Milli Savunma Bakanı Hulusi Akar 16 Ağustos sabahı, önceden duyurulmamış bir karar ile Genelkurmay Başkanı Orgeneral Yaşar Güler ve kuvvet komutanlarıyla Şanlıurfa’ya gitti. MİT Başkanı Hakan Fidan da heyetteydi. Bu haberin duyulmasından kısa süre önce haber siteleri bir Amerikalı generalin Şanlıurfa’dan Ankara’ya geçtiğini duyurmuştu.

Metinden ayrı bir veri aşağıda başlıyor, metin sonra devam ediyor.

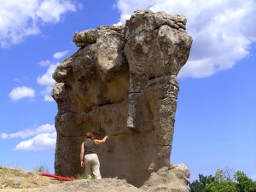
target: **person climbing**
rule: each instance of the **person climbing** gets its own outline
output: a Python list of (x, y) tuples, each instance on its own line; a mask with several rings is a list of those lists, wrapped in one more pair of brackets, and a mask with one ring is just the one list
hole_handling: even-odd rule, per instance
[(96, 153), (96, 145), (106, 143), (108, 138), (105, 136), (103, 139), (95, 139), (91, 132), (84, 134), (84, 142), (81, 144), (80, 160), (81, 166), (85, 166), (85, 174), (88, 178), (94, 177), (96, 179), (102, 179), (100, 172), (100, 161)]

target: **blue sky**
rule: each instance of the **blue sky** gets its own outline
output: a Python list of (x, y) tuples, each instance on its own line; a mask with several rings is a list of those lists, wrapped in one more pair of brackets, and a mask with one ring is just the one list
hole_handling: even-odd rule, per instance
[(75, 32), (124, 24), (137, 9), (185, 15), (194, 39), (178, 77), (172, 162), (185, 163), (191, 180), (225, 166), (256, 180), (253, 0), (2, 0), (0, 165), (54, 172), (52, 73), (78, 49)]

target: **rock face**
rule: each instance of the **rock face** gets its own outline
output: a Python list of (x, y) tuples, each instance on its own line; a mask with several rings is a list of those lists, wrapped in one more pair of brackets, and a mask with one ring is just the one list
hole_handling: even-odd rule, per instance
[(175, 177), (186, 186), (187, 168), (173, 168), (170, 162), (177, 75), (192, 44), (185, 25), (184, 16), (143, 9), (124, 26), (75, 33), (80, 49), (53, 74), (52, 96), (58, 104), (55, 174), (84, 172), (81, 135), (91, 131), (97, 138), (109, 137), (97, 148), (103, 177), (145, 188), (158, 177)]

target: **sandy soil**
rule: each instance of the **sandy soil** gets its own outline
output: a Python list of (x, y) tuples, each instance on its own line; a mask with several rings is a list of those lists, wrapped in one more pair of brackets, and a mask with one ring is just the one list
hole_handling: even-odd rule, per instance
[(22, 189), (38, 189), (63, 181), (41, 176), (38, 172), (25, 172), (19, 168), (0, 166), (0, 191), (26, 191)]

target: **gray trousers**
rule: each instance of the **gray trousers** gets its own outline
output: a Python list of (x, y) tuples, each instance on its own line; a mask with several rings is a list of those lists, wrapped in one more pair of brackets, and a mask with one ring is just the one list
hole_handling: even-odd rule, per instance
[(84, 166), (85, 174), (88, 176), (88, 178), (94, 177), (96, 179), (102, 179), (100, 161), (96, 154), (85, 154)]

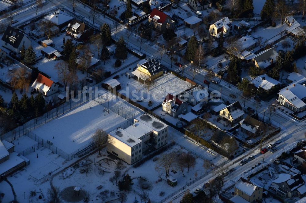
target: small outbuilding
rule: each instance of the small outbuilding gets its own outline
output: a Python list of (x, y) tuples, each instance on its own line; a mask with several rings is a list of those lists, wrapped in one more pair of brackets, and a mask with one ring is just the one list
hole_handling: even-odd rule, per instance
[(203, 23), (202, 19), (192, 16), (184, 20), (184, 25), (191, 29), (196, 27)]

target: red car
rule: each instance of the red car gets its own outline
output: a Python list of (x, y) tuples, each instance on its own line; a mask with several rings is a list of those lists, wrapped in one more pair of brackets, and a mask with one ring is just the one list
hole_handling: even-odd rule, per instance
[(264, 154), (267, 151), (268, 151), (267, 149), (267, 148), (263, 148), (263, 150), (260, 151), (260, 153), (262, 154)]

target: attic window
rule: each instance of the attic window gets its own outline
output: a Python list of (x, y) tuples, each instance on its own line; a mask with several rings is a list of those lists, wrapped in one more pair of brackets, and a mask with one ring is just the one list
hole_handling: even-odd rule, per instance
[(16, 38), (13, 36), (11, 36), (9, 37), (9, 41), (12, 43), (14, 43), (15, 41), (16, 41)]

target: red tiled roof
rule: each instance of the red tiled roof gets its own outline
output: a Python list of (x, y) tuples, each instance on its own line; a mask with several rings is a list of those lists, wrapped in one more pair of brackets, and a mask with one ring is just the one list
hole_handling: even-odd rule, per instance
[(37, 78), (36, 79), (36, 81), (40, 83), (43, 84), (48, 87), (51, 87), (53, 83), (53, 81), (40, 73), (38, 74)]
[(157, 16), (159, 17), (159, 20), (157, 21), (157, 22), (162, 23), (165, 22), (167, 16), (168, 16), (168, 15), (165, 13), (160, 11), (155, 8), (153, 9), (153, 10), (150, 13), (150, 16), (149, 17), (152, 18), (154, 16)]

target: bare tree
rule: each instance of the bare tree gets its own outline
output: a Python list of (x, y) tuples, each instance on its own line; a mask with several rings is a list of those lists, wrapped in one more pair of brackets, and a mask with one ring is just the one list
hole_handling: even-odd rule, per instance
[(86, 173), (86, 176), (87, 177), (88, 173), (90, 173), (93, 171), (94, 167), (91, 164), (91, 162), (89, 159), (86, 158), (84, 161), (85, 163), (81, 168), (84, 170)]
[(47, 197), (48, 202), (50, 203), (59, 203), (61, 201), (60, 191), (58, 187), (52, 187), (48, 189)]
[(201, 44), (199, 45), (199, 47), (196, 51), (196, 53), (194, 55), (194, 62), (197, 64), (199, 68), (200, 68), (200, 65), (204, 59), (204, 56), (205, 54), (204, 49), (203, 46)]
[(114, 142), (114, 138), (110, 136), (108, 136), (107, 133), (102, 128), (98, 128), (95, 134), (91, 136), (93, 143), (95, 143), (97, 148), (99, 150), (99, 154), (101, 154), (101, 150), (108, 144)]
[(169, 176), (170, 167), (175, 162), (177, 155), (177, 152), (175, 151), (163, 154), (157, 160), (155, 165), (155, 169), (158, 171), (164, 170), (166, 177), (168, 177)]
[(158, 51), (159, 52), (159, 54), (160, 54), (160, 61), (162, 61), (162, 55), (166, 52), (166, 49), (165, 48), (165, 46), (163, 45), (159, 47), (158, 49)]
[(140, 194), (140, 198), (146, 203), (147, 200), (149, 199), (149, 193), (147, 191), (143, 191)]
[(119, 200), (121, 203), (125, 203), (128, 198), (128, 194), (125, 191), (120, 191), (119, 193)]
[(14, 89), (28, 91), (31, 82), (31, 74), (25, 67), (23, 66), (15, 71), (11, 71), (8, 73), (8, 76), (10, 78), (11, 84)]

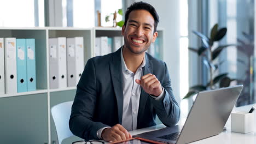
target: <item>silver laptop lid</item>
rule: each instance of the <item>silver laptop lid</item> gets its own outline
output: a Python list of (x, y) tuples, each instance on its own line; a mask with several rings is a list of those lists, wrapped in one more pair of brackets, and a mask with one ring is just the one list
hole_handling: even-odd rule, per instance
[(243, 85), (200, 92), (177, 143), (187, 143), (220, 133)]

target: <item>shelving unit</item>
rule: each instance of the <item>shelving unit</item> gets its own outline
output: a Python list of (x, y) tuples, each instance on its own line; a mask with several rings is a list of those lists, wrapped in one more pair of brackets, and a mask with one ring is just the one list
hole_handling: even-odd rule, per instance
[[(162, 56), (164, 29), (158, 29)], [(94, 56), (96, 37), (121, 36), (121, 28), (94, 27), (0, 27), (0, 38), (33, 38), (36, 40), (37, 91), (0, 94), (0, 143), (57, 143), (50, 109), (54, 105), (73, 100), (76, 87), (50, 89), (49, 38), (84, 38), (84, 64)], [(162, 57), (161, 57), (162, 59)], [(73, 137), (62, 143), (79, 140)]]

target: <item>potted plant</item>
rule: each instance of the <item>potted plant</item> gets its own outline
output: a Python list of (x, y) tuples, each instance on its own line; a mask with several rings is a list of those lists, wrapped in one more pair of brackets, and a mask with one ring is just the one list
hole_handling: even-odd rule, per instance
[(215, 24), (211, 31), (210, 38), (203, 34), (193, 31), (193, 32), (201, 38), (202, 46), (199, 49), (189, 47), (189, 50), (197, 53), (198, 56), (203, 57), (203, 64), (207, 67), (209, 74), (209, 82), (206, 85), (197, 85), (193, 86), (189, 88), (188, 93), (183, 98), (187, 99), (207, 89), (212, 89), (218, 87), (225, 87), (229, 86), (230, 82), (236, 79), (231, 79), (228, 77), (228, 73), (220, 74), (213, 77), (214, 73), (218, 69), (222, 63), (217, 64), (216, 59), (220, 52), (226, 47), (230, 46), (235, 46), (234, 44), (219, 45), (214, 47), (213, 44), (221, 40), (226, 34), (227, 29), (226, 27), (218, 29), (218, 25)]

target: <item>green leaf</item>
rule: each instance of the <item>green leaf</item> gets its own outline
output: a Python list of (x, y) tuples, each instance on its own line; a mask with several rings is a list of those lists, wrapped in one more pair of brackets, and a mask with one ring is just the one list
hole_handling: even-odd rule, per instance
[(203, 53), (207, 50), (207, 48), (203, 46), (200, 47), (197, 51), (198, 55), (201, 56), (202, 53)]
[(182, 99), (189, 98), (190, 98), (191, 96), (193, 96), (193, 95), (194, 95), (195, 94), (196, 94), (196, 93), (198, 93), (198, 92), (196, 92), (196, 91), (190, 91), (190, 92), (189, 92), (186, 94), (186, 95), (185, 95), (185, 97), (184, 97), (184, 98), (183, 98)]
[(202, 40), (203, 44), (205, 46), (205, 47), (210, 47), (210, 44), (209, 44), (210, 39), (207, 37), (205, 36), (205, 35), (202, 34), (202, 33), (200, 32), (197, 32), (195, 31), (193, 31), (193, 32), (194, 34), (195, 34), (196, 35), (201, 38), (201, 39)]
[[(226, 77), (228, 75), (228, 73), (224, 73), (224, 74), (220, 74), (220, 75), (215, 77), (215, 78), (213, 79), (213, 85), (216, 84), (218, 82), (219, 82), (219, 80), (222, 79), (223, 77)], [(210, 85), (211, 85), (211, 82), (209, 82), (207, 83), (207, 86), (209, 87)]]
[(118, 9), (118, 14), (120, 15), (123, 15), (123, 9)]
[(107, 15), (107, 16), (106, 16), (106, 17), (105, 17), (105, 21), (106, 22), (109, 21), (109, 17), (110, 17), (110, 16), (109, 16), (109, 15)]
[(230, 85), (231, 79), (228, 76), (222, 78), (219, 81), (219, 87), (227, 87)]
[(122, 27), (124, 24), (124, 21), (120, 21), (117, 23), (117, 25), (120, 27)]
[(230, 46), (236, 46), (235, 44), (229, 44), (225, 45), (219, 46), (217, 48), (213, 50), (212, 53), (212, 60), (214, 60), (219, 55), (220, 53), (222, 51), (225, 47)]
[(203, 85), (196, 85), (189, 88), (190, 91), (197, 91), (201, 92), (201, 91), (203, 91), (205, 90), (206, 90), (206, 87)]
[(224, 36), (226, 34), (226, 28), (224, 27), (221, 28), (219, 31), (218, 31), (217, 33), (215, 35), (214, 41), (218, 41), (222, 39)]
[(218, 33), (218, 27), (219, 25), (218, 23), (215, 24), (215, 25), (212, 27), (212, 31), (211, 31), (211, 40), (213, 41), (214, 39), (215, 35)]

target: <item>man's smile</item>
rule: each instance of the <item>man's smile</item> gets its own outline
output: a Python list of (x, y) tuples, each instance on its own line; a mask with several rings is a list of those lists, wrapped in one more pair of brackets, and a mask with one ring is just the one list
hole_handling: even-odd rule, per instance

Almanya’nın Stuttgart kentinde konuşlu ABD Avrupa Kuvvetlerinin (EUCOM) Komutan Yardımcısı Korgeneral Stephen Twitty, 14 Ağustos’ta Ankara’ya gelmiş, Genelkurmay’da bir dizi görüşme ardından 15 Ağustos’ta Şanlıurfa’ya geçmişti. Orada Suriye’de bir Güvenli Bölge hazırlığı için 12 Ağustos’ta gelmiş olan ilk grup Amerikalı askerlerden sahadaki durumu öğrenmiş, 16 sabahı Genelkurmay’da toplantılar için Ankara’ya dönmüştü. Henüz belli olmayan askeri konuları üzerinde konuşulmaya devam edecekti. Akar, Müşterek Koordinasyon Merkezi’nin haftaya işler durumda olmasını beklediğini söyledi; Türkiye bu tehdidi bertaraf etmeye kararlıydı.

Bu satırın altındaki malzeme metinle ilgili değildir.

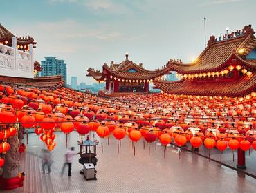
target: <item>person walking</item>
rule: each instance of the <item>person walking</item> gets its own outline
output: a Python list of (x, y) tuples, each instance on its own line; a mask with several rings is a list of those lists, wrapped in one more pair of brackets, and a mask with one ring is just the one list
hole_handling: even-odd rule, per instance
[(42, 169), (43, 174), (45, 174), (45, 167), (47, 166), (48, 173), (51, 173), (51, 154), (48, 150), (43, 149), (43, 160), (42, 160)]
[(68, 165), (68, 176), (71, 176), (71, 166), (72, 166), (72, 162), (73, 162), (73, 159), (74, 156), (79, 154), (79, 153), (75, 152), (75, 148), (71, 147), (70, 150), (68, 150), (66, 152), (66, 154), (65, 154), (65, 163), (63, 165), (62, 167), (62, 176), (63, 176), (66, 165)]

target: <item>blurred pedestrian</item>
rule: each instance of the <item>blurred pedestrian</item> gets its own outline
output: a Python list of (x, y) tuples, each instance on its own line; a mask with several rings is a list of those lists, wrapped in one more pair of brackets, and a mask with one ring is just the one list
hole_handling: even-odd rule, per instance
[(52, 163), (51, 153), (48, 150), (43, 149), (43, 160), (42, 160), (42, 169), (43, 173), (45, 173), (45, 167), (47, 166), (48, 173), (51, 173), (51, 165)]
[(62, 170), (62, 176), (63, 176), (63, 173), (64, 172), (66, 165), (68, 165), (68, 176), (71, 176), (71, 166), (72, 166), (72, 162), (74, 156), (79, 154), (79, 153), (75, 152), (75, 148), (71, 147), (70, 150), (68, 150), (66, 152), (66, 154), (65, 154), (65, 163), (63, 165)]

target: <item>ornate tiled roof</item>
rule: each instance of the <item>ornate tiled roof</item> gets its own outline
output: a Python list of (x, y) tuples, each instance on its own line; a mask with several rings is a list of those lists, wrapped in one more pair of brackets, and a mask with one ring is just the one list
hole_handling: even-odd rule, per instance
[(128, 59), (128, 54), (126, 55), (126, 59), (119, 64), (114, 64), (111, 62), (110, 66), (107, 63), (103, 65), (102, 72), (89, 68), (87, 72), (89, 77), (93, 77), (96, 80), (102, 80), (107, 74), (120, 79), (154, 79), (154, 78), (169, 74), (169, 69), (165, 66), (155, 70), (148, 70), (143, 67), (143, 64), (139, 65)]
[[(214, 36), (211, 36), (208, 46), (194, 63), (180, 63), (170, 60), (167, 63), (167, 67), (170, 70), (176, 71), (181, 74), (217, 71), (230, 65), (228, 62), (230, 58), (236, 55), (240, 57), (244, 65), (255, 69), (255, 61), (243, 59), (245, 55), (256, 47), (254, 33), (254, 30), (249, 25), (244, 27), (241, 35), (235, 37), (217, 41)], [(244, 49), (243, 53), (239, 53), (241, 49)]]
[(34, 79), (0, 76), (0, 81), (6, 83), (45, 88), (61, 88), (64, 83), (61, 75), (35, 77)]
[(182, 79), (175, 82), (155, 81), (156, 88), (173, 94), (240, 96), (256, 90), (256, 73), (238, 79), (198, 81)]
[[(10, 31), (8, 31), (5, 27), (3, 27), (1, 24), (0, 24), (0, 42), (8, 41), (9, 43), (11, 42), (12, 37), (15, 37), (12, 34)], [(34, 41), (34, 39), (28, 36), (28, 37), (17, 37), (17, 43), (19, 45), (27, 45), (28, 44), (37, 44), (36, 42)], [(35, 46), (34, 46), (35, 48)]]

Üzerinde az çok anlaşılan konular arasında, oluşturulacak güvenli bölgede aktif YPG militanı kalmaması, ellerindeki ağır silahların toplanması (ağır silahtan kasıt kullanılması birden fazla kişi gerektiren silah olarak belirlenmiş) ve bu durumun ortak Türk-Amerikan devriyelerince denetlenmesi bulunuyor. Hatta bu anlaşmanın ilk ürünü, Müşterek Görev Gücünün ilk faaliyeti olarak Türk insansız hava araçlarının (İHA), ABD kontrolündeki kuzey-doğu Suriye hava sahasında göreve başladığı Milli Savunma Bakanlığı tarafından duyuruldu. (Ankara’da “oyalama” endişeleri varken geç de olsa mesafe alınmaya başlanmasında Türkiye’nin kendi –silahlı ve silahsız- İHA’larını kullanmaya, Irak’ta devam eden Pençe harekâtında yıllardır geliştirdiği yaklaşık 300 km menzilli Bora roketini kullanmış olmasının da bir payı olup olmadığı ileride daha iyi anlaşılabilir.)

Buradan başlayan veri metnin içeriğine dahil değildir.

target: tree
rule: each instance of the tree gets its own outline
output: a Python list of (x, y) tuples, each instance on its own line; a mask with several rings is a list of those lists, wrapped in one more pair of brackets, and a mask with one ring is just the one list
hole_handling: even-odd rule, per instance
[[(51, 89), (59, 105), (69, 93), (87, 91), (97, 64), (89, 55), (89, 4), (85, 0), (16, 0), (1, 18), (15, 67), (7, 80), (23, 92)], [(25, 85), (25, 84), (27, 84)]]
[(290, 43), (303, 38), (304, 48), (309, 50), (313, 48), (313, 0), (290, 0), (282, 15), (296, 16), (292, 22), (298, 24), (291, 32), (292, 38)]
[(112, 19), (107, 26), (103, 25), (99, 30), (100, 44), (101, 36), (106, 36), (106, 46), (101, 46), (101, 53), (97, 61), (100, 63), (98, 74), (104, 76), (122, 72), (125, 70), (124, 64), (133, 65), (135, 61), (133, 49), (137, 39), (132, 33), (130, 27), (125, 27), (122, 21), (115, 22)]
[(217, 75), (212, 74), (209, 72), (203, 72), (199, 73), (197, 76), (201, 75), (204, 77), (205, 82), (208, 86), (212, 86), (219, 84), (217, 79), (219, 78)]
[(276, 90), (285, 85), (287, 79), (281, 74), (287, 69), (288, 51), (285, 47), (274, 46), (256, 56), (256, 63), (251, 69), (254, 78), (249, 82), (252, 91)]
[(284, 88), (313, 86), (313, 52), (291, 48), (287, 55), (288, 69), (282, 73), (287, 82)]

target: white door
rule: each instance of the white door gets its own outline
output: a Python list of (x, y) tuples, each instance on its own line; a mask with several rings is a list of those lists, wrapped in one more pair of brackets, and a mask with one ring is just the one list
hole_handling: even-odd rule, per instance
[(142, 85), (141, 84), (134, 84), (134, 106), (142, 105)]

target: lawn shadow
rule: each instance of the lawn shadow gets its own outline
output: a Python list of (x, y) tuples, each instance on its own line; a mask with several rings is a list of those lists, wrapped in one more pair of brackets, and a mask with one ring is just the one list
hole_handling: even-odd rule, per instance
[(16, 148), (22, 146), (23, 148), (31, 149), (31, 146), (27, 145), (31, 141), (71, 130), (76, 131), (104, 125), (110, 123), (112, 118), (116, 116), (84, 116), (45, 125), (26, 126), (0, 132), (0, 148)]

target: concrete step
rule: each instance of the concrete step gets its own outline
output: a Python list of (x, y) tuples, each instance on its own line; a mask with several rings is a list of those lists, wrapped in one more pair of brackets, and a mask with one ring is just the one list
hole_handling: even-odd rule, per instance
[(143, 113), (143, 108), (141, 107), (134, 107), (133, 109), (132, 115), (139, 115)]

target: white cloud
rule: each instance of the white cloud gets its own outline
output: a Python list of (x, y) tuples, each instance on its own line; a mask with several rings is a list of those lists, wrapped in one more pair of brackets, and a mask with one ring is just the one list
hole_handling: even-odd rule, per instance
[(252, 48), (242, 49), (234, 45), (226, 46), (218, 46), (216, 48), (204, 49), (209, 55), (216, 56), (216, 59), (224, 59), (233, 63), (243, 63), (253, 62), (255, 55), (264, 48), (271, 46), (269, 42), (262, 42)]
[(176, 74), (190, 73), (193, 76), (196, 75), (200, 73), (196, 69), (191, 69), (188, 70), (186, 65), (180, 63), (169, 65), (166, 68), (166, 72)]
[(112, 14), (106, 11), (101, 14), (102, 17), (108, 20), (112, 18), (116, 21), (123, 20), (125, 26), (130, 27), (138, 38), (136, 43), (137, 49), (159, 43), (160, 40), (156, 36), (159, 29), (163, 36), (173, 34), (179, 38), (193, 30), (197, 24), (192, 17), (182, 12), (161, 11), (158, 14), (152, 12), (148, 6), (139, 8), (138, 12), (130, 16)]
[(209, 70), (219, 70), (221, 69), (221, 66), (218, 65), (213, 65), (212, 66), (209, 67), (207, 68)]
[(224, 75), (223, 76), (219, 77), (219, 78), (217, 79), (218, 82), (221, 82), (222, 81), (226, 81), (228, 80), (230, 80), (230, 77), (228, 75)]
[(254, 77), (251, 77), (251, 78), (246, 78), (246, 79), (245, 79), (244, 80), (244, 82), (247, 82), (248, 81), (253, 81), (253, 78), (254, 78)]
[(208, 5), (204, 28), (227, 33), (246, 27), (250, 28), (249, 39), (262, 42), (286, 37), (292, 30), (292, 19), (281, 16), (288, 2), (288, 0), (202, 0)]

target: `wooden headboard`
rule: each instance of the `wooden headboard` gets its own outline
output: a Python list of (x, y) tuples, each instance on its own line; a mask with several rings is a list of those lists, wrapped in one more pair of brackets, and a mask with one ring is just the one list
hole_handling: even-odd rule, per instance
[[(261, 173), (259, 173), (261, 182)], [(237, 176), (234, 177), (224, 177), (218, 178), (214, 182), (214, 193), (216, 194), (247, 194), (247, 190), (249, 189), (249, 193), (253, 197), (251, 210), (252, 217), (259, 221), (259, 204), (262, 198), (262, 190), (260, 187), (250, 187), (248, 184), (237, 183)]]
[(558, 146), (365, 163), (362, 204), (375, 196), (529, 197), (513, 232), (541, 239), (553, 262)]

Henüz belli olmayan konular arasında güvenli bölgenin derinliği var. Türkiye, daha önce ABD Başkanı Donald Trump’ın da 20 mil (yaklaşık 32 km) olarak telaffuz ettiği derinliği istiyor. Bunun nedeni, Türk sınırına paralel şekilde, Suriye’nin Halep şehrini, Irak’ın Musul şehrine bağlayan ve aslında PKK’nın Kandil ile (2018’deki Zeytin Dalı harekâtı ile ele geçirilmeden önce) Afrin ile ulaşım devamlılığını sağlayan M-4 karayolunun bu alan içinde kalması. Ankara, Suriye’nin kuzeyinde bir Kürt devleti kurulma potansiyelinde bu ulaşım hattının omurga işlevi göreceği kanısında. ABD ise 2014’ten bu yana kara operasyonlarında kullandığı YPG/PKK’nın talepleri üzerine Güvenli Bölge sınırı o karayolunun kuzeyinde tutmak istiyor. Keza nerelerde ortak devriye gezileceği, devriyelerin ne kadar sürede bir düzenleneceği, devriye süreleri ve oluşturulacak güvenli bölge içinde kalan köy ve kasabalardan Türkiye’ye kaçan Suriyeli mültecilerin kademeli olarak evlerine dönüşüne nasıl izin verileceği de henüz kesinleşmeyen konular arasında.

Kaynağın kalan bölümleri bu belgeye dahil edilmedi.